While it’s great to get a sale or a good review, I don’t think that it’s anything to brag about. Even if I never got another one, I wouldn’t stop putting my work out.

I’ll be back on Thursday with another Showcase post, featuring an Indie Author with something to say. Please click the links to see the other great blogs on this hop.

9 Responses

  1. Lela Markham

    I’ve been using Amazon ads lately and not unhappy with the results. And it doesn’t feel like marketing because, well, they’re mostly doing it and it’s on a site where people are looking for books.

    The other thing that I struggle with is titles. I think the title should have something to do with the story in the book (I’m also a fan of covers that hint at the tale), and sometimes the story gives it to you and sometimes — and sometimes what the story gives you won’t work for the genre you’re publishing. It’s a great deal more work than I really want to put into a book, but it has to be done, so … onward.

    • Richard Dee

      I have a few Amazon Ads running and see a few sales. To be honest, I forget that they’re there until I get the bill.

  2. P.J. MacLayne

    I don’t think of marketing as part of the creative process, but I can see your point of view. And I find I do better selling my books in person at events. (although I’ve had some good luck with paid ads.)

    • Richard Dee

      I’m happy talking face to face and at events, and I love to promote others.

  3. Timothy Bateson

    I hate the self-promotional side of the business too, though I have to admit, I DO enjoy promoting others for some weird reason. Maybe it’s because of what you said about the hard sell. Though I don’t have a problem with talking about writing and books with people in person… Hmmm, okay, I’m just wired oddly, I guess 😀

    And, I’m REALLY going to have to learn how you do that trick with linking the posts at the end like that… It doesn’t seem to work for me!

    • Richard Dee

      I try to promote others as well, through things like the Showcase and sharing on FB. The carousel at the bottom is part of the theme, no easy answer there, I just turned it on.

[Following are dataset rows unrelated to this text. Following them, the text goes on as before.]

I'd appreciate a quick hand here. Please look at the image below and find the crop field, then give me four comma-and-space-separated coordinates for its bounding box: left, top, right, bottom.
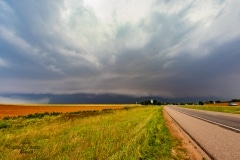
0, 106, 184, 160
0, 104, 136, 119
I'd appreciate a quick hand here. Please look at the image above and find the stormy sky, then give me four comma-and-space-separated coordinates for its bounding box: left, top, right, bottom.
0, 0, 240, 102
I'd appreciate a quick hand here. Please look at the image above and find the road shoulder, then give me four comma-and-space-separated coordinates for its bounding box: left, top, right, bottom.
163, 109, 205, 160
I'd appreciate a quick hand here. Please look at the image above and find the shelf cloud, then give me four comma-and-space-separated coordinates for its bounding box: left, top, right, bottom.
0, 0, 240, 98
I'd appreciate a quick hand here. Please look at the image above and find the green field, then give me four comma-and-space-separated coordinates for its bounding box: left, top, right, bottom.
0, 106, 185, 160
179, 105, 240, 114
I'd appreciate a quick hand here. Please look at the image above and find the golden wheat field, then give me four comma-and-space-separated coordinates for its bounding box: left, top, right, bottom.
0, 104, 136, 118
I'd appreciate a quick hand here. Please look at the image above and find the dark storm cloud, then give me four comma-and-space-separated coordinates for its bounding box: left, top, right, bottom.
0, 0, 240, 100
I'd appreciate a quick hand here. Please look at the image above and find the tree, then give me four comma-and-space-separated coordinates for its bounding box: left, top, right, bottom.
198, 101, 204, 106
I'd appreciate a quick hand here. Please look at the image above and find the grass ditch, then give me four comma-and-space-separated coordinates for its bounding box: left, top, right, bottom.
0, 107, 184, 160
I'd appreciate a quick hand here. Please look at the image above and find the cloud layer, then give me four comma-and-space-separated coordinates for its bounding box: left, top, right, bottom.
0, 0, 240, 97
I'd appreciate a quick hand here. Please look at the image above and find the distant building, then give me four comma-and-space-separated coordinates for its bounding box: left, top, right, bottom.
229, 102, 238, 106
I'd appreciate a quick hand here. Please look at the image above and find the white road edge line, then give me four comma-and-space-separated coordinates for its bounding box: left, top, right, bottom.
174, 109, 240, 132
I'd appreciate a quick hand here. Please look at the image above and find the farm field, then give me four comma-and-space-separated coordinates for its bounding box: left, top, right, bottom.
0, 104, 137, 119
0, 106, 188, 160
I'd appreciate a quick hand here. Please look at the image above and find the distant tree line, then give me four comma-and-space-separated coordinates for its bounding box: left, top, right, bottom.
140, 99, 240, 105
140, 99, 162, 106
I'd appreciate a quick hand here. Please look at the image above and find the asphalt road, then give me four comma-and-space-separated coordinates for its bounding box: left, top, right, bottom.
164, 106, 240, 160
172, 106, 240, 132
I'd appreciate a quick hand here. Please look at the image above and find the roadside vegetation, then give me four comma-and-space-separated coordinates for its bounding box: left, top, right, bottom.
180, 105, 240, 114
0, 106, 186, 160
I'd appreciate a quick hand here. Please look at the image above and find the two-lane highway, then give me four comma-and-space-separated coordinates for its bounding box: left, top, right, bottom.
171, 106, 240, 132
164, 106, 240, 160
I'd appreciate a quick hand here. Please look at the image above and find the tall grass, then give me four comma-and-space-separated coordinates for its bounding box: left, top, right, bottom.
0, 107, 180, 160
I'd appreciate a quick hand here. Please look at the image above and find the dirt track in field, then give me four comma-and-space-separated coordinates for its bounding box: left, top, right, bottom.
0, 104, 131, 119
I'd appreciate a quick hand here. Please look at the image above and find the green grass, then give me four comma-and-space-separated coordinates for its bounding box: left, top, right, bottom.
180, 105, 240, 114
0, 107, 184, 160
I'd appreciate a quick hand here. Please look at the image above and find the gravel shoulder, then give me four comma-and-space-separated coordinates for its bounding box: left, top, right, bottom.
164, 106, 240, 160
163, 110, 204, 160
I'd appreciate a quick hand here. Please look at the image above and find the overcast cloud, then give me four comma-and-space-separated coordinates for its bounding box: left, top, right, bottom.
0, 0, 240, 98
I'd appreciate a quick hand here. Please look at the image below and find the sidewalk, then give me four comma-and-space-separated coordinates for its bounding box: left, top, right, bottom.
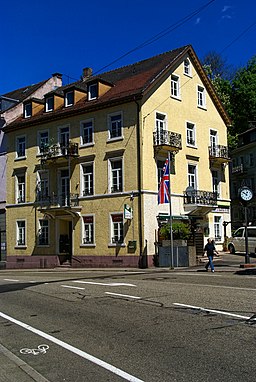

    I don’t market in the traditional sense either, Richard. I write a lot of blog posts that provide information about my ideas and the characters and historical periods in my stories. I do post my adverts in the Twitter Maelstrom – why not and occasionally on Instagram. I don’t over do it though.

    • Richard Dee

      I do a lot of blogging and try to talk about more than books. I could never get to grips with Twitter or IG though.

  5. Stevie Turner

    You’ve got the right attitude, Richard – to treat it as a hobby and not get stressed if your books don’t sell. None of us Indies sell many books, so we’re all in the same boat. I don’t care any more either!